VanDerveer’s wait for the title is legendary. No other Division I coach has gone more than 20 years between titles. In basketball, the longest gap is 17 years for both the women (Muffet McGraw, 2001 and 2018 at Notre Dame) and men (Rick Pitino, 1996 at Kentucky and 2013 at Louisville, although that title was later vacated).
Stanford went to the inaugural NCAA tournament in 1982 behind coach Dottie McCrae. VanDerveer took over the Cardinal for the 1985-86 season, and made her first NCAA tournament in 1988. Stanford has made the NCAA field every year since.
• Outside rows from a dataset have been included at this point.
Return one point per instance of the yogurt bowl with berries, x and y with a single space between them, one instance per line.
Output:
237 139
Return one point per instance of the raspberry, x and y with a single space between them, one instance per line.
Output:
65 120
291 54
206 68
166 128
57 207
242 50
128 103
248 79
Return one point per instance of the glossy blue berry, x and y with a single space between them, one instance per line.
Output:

Stanford went to the Women’s Final Four in 1990 (won), ’91 and ’92 (won). But between that last title and Sunday’s championship, the Cardinal had 10 other trips to the Final Four, all of which ended without the trophy.
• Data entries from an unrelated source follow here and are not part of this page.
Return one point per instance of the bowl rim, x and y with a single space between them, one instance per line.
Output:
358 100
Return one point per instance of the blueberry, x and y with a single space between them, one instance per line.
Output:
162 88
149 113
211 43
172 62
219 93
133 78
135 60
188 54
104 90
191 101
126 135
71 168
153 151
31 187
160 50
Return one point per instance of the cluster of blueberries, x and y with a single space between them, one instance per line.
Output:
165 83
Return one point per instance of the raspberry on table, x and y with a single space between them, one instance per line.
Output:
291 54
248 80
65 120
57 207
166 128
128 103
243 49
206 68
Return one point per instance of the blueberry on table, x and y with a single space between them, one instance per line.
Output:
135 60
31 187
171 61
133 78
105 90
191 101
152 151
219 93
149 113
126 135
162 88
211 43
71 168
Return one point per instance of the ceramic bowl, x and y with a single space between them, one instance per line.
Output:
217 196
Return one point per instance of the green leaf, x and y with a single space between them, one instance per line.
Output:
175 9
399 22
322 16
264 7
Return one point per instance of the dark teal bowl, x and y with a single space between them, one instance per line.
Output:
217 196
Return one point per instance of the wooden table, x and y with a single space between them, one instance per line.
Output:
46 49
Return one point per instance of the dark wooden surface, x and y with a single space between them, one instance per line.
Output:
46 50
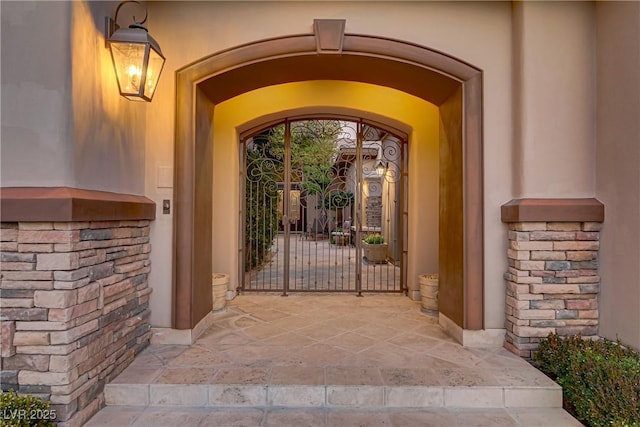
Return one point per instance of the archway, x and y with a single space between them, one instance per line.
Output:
454 86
That included semifinal losses in 1995, ’96 and ’97, although VanDerveer wasn’t with the 1996 team because she had taken that season away from Stanford to coach the U.S. national team in preparation for the 1996 Olympics. That team started a streak of six consecutive gold medals for the U.S. women heading into the Tokyo Games this year. The success of the Americans also contributed to the launch of two U.S.-based pro league. The WNBA was the one that lasted, and has its 25th anniversary season this year.
Stanford went to five Final Fours from 2008-12, losing in the 2008 and 2010 championship games to Tennessee and UConn. The Cardinal had two other Final Four trips in 2014 and ’17, losing in the semifinals in both.
Had Aliyah Boston’s putback at the buzzer on Friday gone in, it would have given Stanford its 11th semifinal loss. But the Cardinal survived 66-65, and then faced familiar foe Arizona in the final.
It was the seventh time teams from the same conference have met in the women’s championship game. VanDerveer is now 65-11 all time against Arizona.
VanDerveer coached at Idaho and Ohio State. In December, she passed the late Tennessee coach Pat Summitt for most wins in Division I women’s history. Her career record is now at 1,125-255, including 973-204 at Stanford.